DLM (ASCP) FINAL EXAM |70 COMPLETE QUESTIONS WITH EXPERT SOLUTIONS |
2026 LATEST UPDATED | GET A+
1. What is the primary goal of managed care health systems?: To contain
costs by controlling the type, level, and cost of services provided.
2. What is a capitation system in the context of managed care?: A payment
system that limits what a health provider is paid for patient services under
a managed care plan.
3. What are two common examples of managed care organizations?: Health
maintenance organizations (HMOs) and preferred provider organizations
(PPOs).
4. What is the typical provider network limitation for individuals insured
under an HMO or PPO?: They generally receive care only from providers on
the plan's panel.
5. What is 'utilization review' in managed care?: A process where the delivery
of medical services is scrutinized to determine if the services are necessary.
, 6. Who manages Medicare-Medicaid (MC-MC) programs?: The programs are
managed by individual states under federal guidelines.
7. What are the two main payment options some states offer for MC-MC
patients?: Managed care plans (HMOs or PPOs) or a fee-for-service system.
8. What are Medicare Advantage Plans?: Plans where the state MC-MC office
contracts with an HMO or PPO to provide services, accepting the MC-MC
fee schedule for payment.
9. How does the fee-for-service system under MC-MC determine hospital pay-
ments?: Payments are based on specific patient diagnosis groups (DRGs)
and codes, with caps according to a specific schedule.
10. What is the primary advantage of a fee-for-service system for physician
groups regarding laboratory tests?: Revenue for laboratory tests is based on
the volume of services provided.
11. What does it mean for a physician group to take an 'assignment' from
Medicare-Medicaid?: The provider agrees to accept the Medicare-approved
amount as the total payment for covered services.
2026 LATEST UPDATED | GET A+
1. What is the primary goal of managed care health systems?: To contain
costs by controlling the type, level, and cost of services provided.
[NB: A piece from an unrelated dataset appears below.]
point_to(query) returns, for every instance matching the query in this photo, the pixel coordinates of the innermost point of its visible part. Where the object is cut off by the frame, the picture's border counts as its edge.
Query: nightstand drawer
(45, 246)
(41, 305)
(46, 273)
2. What is a capitation system in the context of managed care?: A payment
system that limits what a health provider is paid for patient services under
a managed care plan.
3. What are two common examples of managed care organizations?: Health
maintenance organizations (HMOs) and preferred provider organizations
(PPOs).
4. What is the typical provider network limitation for individuals insured
under an HMO or PPO?: They generally receive care only from providers on
the plan's panel.
5. What is 'utilization review' in managed care?: A process where the delivery
of medical services is scrutinized to determine if the services are necessary.
, 6. Who manages Medicare-Medicaid (MC-MC) programs?: The programs are
managed by individual states under federal guidelines.
7. What are the two main payment options some states offer for MC-MC
patients?: Managed care plans (HMOs or PPOs) or a fee-for-service system.
8. What are Medicare Advantage Plans?: Plans where the state MC-MC office
contracts with an HMO or PPO to provide services, accepting the MC-MC
fee schedule for payment.
9. How does the fee-for-service system under MC-MC determine hospital pay-
ments?: Payments are based on specific patient diagnosis groups (DRGs)
and codes, with caps according to a specific schedule.
10. What is the primary advantage of a fee-for-service system for physician
groups regarding laboratory tests?: Revenue for laboratory tests is based on
the volume of services provided.
11. What does it mean for a physician group to take an 'assignment' from
Medicare-Medicaid?: The provider agrees to accept the Medicare-approved
amount as the total payment for covered services.